Features are used to predict a **target** (outcome)

## Nonrectangular Data
#### Time Series Data
#### Spatial Data  - mapping and location analytics
#### Graph (network) Data
Represent physical, social, or abstract relationships - social networks

**Key Ideas**
- The basic data structure in data science is a rectangular matrix in which rows are records and columns are variables (features). 
- Terminology can be confusing; there are a variety of synonyms arising from the different disciplines that contribute to data science (statistics, computer science, and information technology).

## Estimates of Location
Variables with measured or count data might have thousands of distinct values. A basic step in exploring your data is getting a “typical value” for each feature (variable): an estimate of where most of the data is located (i.e., its central tendency).

Key Terms:
- **Trimmed mean** The average of all values after dropping a fixed number of extreme values. Synonym truncated mean 
    - eliminates influence of exttreme values
    - Ex. used in figure skating judginig , remove top and bottom judge scores
    - widely used - preferred over regular mean (tripe top and bottom 10%)

- **Weighted mean** The sum of all values times a weight divided by the sum of the weights. 
    - Two Motivations:
        - Some values are intrinsically more variable than others, and highly variable observations are given a lower weight. For example, if we are taking the average from multiple sensors and one of the sensors is less accurate, then we might downweight the data from that sensor
        - data collected does not equally represent the different groups that we are interested in measuring. For example, because of the way an online experiment was conducted, we may not have a set of data that accurately reflects all groups in the user base. To correct that, we can give a higher weight to the values from the groups that were underrepresented
- **Weighted median** The value such that one-half of the sum of the weights lies above and below the sorted data. 
    - sort data after applying the weights to get weighted median
    - more robust to outliers
  
- **Robust** Not sensitive to extreme values. Synonym resistant 

#### Python Calcs
Mean: `state['Pop'].mean()`

Trim Mean: `trim_mean(state['Pop'], 0.1)`

Median: `state['Pop'].median()`

Weighted Meand and Median:
- `np.average(state['Murder.Rate'], weights=state['Population'])`
- `wquantiles.median(state['Murder.Rate'], weights=state['Population'])`


## Estimates of Variability 

Standard deviation easier to interpret than variance since it's on same scale as original data

#### Degrees of Freedom - n or n-1
if use n - underestimate true value of variance and the standard deviation in pop
biased estimate - divide by n-1 becomes unbiased

## Estimates Based on Percentiles
Look at spread of sorted data
For very large datasets - computing exact percentiles very computationally expensive since involves sorting
Software use special algorithms to get approx percentile within certain accuracy

**Python Calcs**

Quantiles: `state['Murder.Rate'].quantile([0.05,0.25, 0.5, 0.75, 0.95])`

#### Histograms:

`pandas.cut` creates a series that maps values into segments (this case 10)

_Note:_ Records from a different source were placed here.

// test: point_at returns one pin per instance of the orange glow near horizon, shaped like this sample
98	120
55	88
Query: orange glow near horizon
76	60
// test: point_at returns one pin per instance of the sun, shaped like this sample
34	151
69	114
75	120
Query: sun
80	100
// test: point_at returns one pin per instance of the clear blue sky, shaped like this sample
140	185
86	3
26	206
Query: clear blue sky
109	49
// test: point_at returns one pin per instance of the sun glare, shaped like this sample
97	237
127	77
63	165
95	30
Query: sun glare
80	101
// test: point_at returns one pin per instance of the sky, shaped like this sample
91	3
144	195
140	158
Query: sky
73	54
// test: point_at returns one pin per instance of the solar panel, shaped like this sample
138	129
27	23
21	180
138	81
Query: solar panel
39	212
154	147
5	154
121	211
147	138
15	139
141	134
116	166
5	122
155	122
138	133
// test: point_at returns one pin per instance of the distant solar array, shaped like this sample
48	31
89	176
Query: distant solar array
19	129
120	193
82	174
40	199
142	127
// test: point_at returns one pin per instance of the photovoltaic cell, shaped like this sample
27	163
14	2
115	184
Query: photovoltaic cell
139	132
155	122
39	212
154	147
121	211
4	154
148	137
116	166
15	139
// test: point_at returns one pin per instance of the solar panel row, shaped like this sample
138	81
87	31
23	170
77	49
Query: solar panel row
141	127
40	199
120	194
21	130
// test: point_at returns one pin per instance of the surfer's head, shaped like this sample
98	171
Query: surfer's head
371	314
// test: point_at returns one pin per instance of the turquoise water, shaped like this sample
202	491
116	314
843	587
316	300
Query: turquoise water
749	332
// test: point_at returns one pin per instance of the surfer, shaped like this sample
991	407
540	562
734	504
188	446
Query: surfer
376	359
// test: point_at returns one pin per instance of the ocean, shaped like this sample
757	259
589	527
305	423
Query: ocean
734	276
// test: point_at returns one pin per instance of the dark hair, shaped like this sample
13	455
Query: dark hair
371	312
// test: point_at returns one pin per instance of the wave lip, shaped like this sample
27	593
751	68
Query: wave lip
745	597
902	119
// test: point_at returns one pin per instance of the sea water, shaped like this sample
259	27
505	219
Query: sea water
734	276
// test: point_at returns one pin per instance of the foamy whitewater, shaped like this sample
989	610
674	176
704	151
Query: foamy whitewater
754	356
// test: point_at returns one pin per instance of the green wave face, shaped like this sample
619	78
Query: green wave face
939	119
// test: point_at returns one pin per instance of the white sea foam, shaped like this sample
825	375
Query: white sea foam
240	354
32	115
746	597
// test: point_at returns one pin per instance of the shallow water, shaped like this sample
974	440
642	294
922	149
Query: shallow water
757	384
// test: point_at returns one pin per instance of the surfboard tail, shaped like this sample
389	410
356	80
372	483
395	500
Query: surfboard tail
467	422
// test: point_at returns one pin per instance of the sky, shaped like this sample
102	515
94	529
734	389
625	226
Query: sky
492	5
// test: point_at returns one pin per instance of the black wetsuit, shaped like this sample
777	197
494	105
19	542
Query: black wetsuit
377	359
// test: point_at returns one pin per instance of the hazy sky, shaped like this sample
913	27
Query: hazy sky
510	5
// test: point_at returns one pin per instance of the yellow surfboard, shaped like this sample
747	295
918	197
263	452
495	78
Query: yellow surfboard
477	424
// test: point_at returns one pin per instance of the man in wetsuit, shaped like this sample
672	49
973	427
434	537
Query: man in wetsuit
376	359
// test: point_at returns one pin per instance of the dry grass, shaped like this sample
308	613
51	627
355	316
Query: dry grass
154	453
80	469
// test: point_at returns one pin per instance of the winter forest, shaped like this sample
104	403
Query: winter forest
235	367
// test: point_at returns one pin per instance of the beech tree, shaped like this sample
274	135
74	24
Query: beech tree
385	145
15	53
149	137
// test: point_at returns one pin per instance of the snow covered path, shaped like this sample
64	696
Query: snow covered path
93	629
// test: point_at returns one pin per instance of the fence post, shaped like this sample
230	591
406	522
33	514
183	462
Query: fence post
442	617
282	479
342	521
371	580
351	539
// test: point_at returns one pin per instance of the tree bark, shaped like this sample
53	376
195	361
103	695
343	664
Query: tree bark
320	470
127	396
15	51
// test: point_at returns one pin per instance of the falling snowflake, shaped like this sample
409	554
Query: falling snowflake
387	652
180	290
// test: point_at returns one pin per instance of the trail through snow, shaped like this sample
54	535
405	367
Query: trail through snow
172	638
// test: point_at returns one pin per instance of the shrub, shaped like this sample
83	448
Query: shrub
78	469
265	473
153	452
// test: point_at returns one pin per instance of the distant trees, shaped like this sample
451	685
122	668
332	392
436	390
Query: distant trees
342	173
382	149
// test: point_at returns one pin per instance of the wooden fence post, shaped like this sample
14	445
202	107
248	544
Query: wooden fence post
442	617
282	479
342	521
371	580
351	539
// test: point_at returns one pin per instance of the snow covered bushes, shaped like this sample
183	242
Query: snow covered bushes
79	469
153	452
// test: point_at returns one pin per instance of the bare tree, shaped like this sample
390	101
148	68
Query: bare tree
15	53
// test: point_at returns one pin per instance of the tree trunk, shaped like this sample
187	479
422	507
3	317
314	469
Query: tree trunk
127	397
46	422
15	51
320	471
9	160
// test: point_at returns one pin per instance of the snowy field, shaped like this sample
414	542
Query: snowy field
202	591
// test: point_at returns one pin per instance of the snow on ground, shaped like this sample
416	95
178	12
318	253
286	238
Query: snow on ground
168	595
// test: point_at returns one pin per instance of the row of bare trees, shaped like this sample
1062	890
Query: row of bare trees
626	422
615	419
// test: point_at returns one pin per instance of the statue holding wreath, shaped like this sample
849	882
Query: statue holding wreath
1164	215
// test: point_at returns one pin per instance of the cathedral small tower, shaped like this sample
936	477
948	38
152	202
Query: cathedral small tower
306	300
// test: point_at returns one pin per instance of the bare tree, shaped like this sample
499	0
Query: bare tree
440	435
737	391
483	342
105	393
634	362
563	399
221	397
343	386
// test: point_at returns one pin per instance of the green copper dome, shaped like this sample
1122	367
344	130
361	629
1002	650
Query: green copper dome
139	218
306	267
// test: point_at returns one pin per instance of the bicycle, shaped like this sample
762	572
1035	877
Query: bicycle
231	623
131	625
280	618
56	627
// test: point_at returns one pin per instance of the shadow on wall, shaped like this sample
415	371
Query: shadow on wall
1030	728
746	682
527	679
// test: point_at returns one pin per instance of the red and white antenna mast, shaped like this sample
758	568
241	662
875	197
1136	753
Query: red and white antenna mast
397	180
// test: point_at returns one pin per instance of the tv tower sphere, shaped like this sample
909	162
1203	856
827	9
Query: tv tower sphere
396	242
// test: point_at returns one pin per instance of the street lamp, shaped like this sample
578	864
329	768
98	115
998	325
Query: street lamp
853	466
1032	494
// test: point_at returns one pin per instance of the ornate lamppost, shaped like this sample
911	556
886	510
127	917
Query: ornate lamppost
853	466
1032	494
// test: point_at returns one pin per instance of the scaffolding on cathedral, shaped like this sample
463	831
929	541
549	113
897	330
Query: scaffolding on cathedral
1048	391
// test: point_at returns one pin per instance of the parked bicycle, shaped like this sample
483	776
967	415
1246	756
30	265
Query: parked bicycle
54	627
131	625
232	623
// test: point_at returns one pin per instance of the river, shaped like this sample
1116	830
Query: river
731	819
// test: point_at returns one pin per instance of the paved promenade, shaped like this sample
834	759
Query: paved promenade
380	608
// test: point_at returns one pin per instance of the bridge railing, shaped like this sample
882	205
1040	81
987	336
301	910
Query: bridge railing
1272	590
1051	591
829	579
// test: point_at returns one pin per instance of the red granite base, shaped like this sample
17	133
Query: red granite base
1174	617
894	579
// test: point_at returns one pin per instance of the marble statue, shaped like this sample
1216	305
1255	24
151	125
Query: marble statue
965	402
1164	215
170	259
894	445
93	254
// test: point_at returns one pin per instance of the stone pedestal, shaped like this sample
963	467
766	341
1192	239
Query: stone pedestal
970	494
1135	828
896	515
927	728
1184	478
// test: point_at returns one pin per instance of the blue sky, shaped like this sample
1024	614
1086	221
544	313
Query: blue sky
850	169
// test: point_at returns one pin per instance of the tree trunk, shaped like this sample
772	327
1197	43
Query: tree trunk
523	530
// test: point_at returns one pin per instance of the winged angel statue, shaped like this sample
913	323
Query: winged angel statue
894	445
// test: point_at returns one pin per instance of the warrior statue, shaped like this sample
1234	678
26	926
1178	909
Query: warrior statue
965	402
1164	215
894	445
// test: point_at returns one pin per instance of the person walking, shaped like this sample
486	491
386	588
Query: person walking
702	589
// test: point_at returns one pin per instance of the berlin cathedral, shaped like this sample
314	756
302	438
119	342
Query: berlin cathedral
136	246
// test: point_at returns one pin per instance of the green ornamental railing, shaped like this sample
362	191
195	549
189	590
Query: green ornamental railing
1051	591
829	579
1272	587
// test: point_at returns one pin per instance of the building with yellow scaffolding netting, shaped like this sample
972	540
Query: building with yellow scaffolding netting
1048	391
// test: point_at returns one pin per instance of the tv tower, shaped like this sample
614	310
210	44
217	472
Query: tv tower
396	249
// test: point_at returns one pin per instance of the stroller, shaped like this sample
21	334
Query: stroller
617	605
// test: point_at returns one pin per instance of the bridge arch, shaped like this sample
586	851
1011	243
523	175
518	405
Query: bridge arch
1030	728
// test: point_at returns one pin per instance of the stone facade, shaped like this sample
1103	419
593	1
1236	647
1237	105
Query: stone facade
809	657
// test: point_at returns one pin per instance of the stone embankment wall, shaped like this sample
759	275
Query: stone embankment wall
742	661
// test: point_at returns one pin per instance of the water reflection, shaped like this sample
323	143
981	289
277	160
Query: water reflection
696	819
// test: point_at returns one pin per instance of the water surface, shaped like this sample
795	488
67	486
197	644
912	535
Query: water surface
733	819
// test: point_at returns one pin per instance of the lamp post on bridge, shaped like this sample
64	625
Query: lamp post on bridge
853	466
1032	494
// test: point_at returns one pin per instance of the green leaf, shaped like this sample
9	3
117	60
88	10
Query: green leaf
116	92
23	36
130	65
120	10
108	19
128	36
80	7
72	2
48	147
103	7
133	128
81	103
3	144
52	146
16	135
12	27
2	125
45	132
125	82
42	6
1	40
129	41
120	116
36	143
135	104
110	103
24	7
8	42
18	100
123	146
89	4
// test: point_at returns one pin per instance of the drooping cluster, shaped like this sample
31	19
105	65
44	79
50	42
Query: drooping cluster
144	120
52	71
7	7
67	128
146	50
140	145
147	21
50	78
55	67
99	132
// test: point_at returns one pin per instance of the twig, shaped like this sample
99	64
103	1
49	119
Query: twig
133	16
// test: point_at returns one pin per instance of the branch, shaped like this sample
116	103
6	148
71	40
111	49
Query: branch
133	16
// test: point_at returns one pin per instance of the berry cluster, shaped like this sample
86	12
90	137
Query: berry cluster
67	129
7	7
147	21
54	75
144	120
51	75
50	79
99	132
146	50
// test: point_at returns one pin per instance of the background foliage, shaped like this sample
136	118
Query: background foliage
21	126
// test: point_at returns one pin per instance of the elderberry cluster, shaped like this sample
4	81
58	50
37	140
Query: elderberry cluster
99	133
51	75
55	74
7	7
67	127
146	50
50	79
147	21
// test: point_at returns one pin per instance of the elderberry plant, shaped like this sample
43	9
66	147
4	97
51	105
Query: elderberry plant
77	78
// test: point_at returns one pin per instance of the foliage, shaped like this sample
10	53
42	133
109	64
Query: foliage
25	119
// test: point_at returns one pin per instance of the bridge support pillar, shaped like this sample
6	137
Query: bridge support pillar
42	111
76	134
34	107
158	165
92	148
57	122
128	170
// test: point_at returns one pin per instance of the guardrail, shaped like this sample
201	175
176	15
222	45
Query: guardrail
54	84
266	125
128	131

`binnedPop = pd.cut(state['Population'], 10)`

`binnedPop.value_counts()`

Pandas supports histograms for data frames with `DataFrame.plot.hist`

`ax = (state['Pop'] / 1_000_000).plot.hist(figsize=(4,4))`

`ax.set_xlabel('Pop (millions)')`

#### Density Plot
Shows distribution of data values as continuous line => smoothed histogram

Pandas provides `density` method to create density plot

`ax=state['Murder.Rate'].plot.hist(density=True, xlim=[0,12], bins=range(1,12))`

`state['Murder.Rate'].plot.density(ax=ax)` ** ax=ax Plot functs take optional axis argument, cause plot to be added to same graph

`ax.set_xlabel('Murder Rate (per 100,000)')`

#### Key Ideas
- freq histogram plots freq counts on y-axis and var vals on x-axis
    - gives sense of distribution of data at a glance
- boxplot gives quick sense of distribution
    - used in side by side displays to compare distributions
- density plot is smoothed version of histogram
    - requires a function to est. plot based on data
    

## Exploring Binary and Categorical Data (pp. 27)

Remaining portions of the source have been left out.